Tapi beda halnya dengan ilmu sosial. Memilih negara itu menjadi sangat penting. Pertanyaan yang sama, jawabannya bisa sangat berbeda.
“Misalkan pertanyaan bagaimana negara menyejahterakan rakyatnya. Nah itu, China, Jerman, negara-negara Skandinavia, Amerika, India, Singapura, pasti punya jawaban yang berbeda. Oleh sebab itu, memilih negara itu penting karena apa yang diajarkan di suatu negara, cenderung sama dengan yang dipraktekkan di negara itu.”
Ketika ia memutuskan studi di Rusia pun punya alasan yang rasional. Berkaca dari data mahasiswa Indonesia di luar negeri yang mencapai 80-90 ribu orang dengan rincian Australia: 20 ribu, Amerika: 14-15 ribu, Eropa: 3 ribuan dan Rusia baru 300-350 orang. Rusia masih sangat sedikit dan ia justru melihatnya sebagai peluang.
“Ini peluang karena Rusia ini salah satu super power dunia. Super power itu pasti juga ditopang kualitas pendidikan yang baik. Tidak ada negara sukses tanpa kualitas pendidikan yang baik,” aku pria kelahiran Yogyakarta, 15 November 1985.
Lantas kalau ada yang bertanya kalau Rusia kualitas pendidikannya baik, kenapa kampus-kampus di Rusia itu tidak banyak yang masuk ke ranking dunia? Ia punya pandangan rasionalnya.
“Perankingan universitas di tingkat dunia itu bias bahasa. Misalkan, salah satu komponennya publikasi ilmiah di kancah internasional. Padahal, kampus-kampus Rusia itu 98% programnya berbahasa Rusia dan terbitannya juga dalam bahasa Rusia sehingga tentu tidak akan banyak diakses,” tandas pria yang pernah sekolah di SMA Negeri 5 Surabaya (2001-2004) ini.
Ia berpendapat, kampus-kampus yang tidak berbasis bahasa Inggris cenderung jeblok dari sisi ranking, tapi bukan berarti tidak berkualitas.

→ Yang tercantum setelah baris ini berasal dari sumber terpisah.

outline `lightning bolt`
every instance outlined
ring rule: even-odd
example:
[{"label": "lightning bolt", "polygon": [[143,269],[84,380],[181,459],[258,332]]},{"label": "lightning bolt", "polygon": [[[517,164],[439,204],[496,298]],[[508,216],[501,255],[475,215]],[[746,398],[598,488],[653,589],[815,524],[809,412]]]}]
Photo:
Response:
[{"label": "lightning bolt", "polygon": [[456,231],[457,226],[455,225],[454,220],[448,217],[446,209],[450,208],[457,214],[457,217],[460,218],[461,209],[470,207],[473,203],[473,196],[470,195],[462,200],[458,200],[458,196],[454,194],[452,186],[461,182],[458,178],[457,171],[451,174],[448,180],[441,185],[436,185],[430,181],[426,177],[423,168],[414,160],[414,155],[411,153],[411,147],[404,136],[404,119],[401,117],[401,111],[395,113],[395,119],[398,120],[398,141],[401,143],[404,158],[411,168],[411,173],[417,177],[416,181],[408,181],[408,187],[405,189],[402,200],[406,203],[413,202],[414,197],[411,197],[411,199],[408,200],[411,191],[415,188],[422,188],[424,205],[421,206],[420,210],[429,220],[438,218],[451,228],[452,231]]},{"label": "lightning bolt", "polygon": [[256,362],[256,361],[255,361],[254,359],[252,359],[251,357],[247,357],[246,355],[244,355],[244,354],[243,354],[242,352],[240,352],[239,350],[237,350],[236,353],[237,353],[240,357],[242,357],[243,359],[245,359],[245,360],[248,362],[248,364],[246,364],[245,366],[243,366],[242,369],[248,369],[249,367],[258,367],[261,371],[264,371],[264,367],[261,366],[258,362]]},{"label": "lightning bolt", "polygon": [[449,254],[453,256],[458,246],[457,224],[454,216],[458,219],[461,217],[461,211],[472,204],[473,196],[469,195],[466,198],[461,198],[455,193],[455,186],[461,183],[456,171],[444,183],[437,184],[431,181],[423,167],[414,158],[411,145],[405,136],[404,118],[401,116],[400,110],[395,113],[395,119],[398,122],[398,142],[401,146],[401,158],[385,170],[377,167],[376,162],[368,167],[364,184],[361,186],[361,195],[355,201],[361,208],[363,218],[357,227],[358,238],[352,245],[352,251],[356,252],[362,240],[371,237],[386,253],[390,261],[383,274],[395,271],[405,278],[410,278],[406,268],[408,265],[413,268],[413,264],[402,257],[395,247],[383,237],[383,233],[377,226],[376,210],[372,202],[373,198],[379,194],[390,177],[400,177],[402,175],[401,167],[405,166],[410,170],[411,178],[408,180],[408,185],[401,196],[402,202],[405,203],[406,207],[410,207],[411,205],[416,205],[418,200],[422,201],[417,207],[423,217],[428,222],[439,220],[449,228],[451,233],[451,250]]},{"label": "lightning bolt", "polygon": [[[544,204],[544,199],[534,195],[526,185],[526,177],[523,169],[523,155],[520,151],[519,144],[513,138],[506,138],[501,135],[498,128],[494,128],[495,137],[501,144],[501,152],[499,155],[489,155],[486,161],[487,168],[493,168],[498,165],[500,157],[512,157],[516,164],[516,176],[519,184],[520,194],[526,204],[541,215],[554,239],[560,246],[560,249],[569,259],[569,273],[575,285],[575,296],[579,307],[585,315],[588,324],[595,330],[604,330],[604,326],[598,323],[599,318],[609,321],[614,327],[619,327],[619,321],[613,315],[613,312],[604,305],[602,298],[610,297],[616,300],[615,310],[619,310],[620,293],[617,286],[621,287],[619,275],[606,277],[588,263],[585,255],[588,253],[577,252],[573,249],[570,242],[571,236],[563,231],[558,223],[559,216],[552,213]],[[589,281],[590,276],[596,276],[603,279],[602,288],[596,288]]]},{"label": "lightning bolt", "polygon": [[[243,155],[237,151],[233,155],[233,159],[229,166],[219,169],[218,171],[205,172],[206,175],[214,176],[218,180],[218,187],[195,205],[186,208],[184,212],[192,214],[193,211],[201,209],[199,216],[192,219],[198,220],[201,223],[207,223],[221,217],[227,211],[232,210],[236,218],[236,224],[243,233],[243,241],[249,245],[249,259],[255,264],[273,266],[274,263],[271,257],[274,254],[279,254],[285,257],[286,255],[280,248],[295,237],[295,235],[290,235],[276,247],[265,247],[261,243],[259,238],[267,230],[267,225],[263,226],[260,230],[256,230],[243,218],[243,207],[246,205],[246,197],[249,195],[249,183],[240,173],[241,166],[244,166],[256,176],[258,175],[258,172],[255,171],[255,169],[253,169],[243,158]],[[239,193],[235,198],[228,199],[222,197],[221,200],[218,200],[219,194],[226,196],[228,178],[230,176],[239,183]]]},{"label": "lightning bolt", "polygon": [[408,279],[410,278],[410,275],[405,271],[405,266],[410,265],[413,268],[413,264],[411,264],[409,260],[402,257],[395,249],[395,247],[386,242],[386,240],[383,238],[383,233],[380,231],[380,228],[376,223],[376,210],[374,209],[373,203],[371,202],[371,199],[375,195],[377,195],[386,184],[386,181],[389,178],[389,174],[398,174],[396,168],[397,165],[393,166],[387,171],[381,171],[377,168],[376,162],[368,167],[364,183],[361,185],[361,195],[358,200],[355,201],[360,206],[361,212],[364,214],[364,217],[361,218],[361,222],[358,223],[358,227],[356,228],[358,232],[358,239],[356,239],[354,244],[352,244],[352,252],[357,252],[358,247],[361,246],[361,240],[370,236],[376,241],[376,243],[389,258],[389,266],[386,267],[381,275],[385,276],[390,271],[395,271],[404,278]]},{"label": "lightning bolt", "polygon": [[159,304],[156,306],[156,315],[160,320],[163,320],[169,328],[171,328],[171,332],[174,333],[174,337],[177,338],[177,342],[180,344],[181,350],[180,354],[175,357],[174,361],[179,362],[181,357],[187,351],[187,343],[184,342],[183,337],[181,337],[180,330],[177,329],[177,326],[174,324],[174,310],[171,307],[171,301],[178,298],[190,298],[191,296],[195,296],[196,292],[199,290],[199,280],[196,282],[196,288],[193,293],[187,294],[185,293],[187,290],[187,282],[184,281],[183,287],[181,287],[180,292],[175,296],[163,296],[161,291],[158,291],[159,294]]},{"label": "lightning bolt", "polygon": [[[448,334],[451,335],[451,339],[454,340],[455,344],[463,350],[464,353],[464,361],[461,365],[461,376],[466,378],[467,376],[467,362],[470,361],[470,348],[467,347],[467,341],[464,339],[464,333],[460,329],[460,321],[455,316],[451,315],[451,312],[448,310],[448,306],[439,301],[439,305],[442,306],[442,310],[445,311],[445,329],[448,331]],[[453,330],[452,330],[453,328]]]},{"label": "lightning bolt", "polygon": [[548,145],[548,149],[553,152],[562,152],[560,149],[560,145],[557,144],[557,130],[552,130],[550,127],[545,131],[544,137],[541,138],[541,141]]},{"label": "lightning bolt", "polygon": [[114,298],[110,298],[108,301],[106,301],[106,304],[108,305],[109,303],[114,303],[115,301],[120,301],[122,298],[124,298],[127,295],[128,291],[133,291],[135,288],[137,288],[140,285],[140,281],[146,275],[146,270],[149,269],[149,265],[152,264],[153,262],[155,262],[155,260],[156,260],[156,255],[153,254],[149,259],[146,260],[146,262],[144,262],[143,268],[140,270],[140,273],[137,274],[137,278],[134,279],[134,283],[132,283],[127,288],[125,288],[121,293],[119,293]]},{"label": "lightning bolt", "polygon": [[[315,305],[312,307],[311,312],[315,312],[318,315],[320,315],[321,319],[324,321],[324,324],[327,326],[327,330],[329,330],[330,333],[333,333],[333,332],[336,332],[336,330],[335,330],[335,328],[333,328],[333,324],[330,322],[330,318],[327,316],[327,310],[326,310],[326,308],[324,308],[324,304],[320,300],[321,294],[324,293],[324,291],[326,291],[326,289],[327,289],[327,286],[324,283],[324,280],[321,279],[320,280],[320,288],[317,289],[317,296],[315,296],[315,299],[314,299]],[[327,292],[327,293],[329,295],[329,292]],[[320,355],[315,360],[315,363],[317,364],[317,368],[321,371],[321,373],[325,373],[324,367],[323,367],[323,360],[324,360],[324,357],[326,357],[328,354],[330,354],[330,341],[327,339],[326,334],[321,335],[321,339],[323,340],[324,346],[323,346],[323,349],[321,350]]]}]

“Saran saya bagi teman-teman yang sedang mencari sekolah tidak harus merujuk pada ranking. Kalau merujuk pada ranking maka semua belajar ke Eropa, Amerika, Australia dan Jepang, sehingga ilmunya tidak variatif, apalagi itu ilmu sosial. Sayang sekali!”
Bersambung: Dapat Beasiswa ke Rusia itu Gampang, Lulusnya yang Sulit.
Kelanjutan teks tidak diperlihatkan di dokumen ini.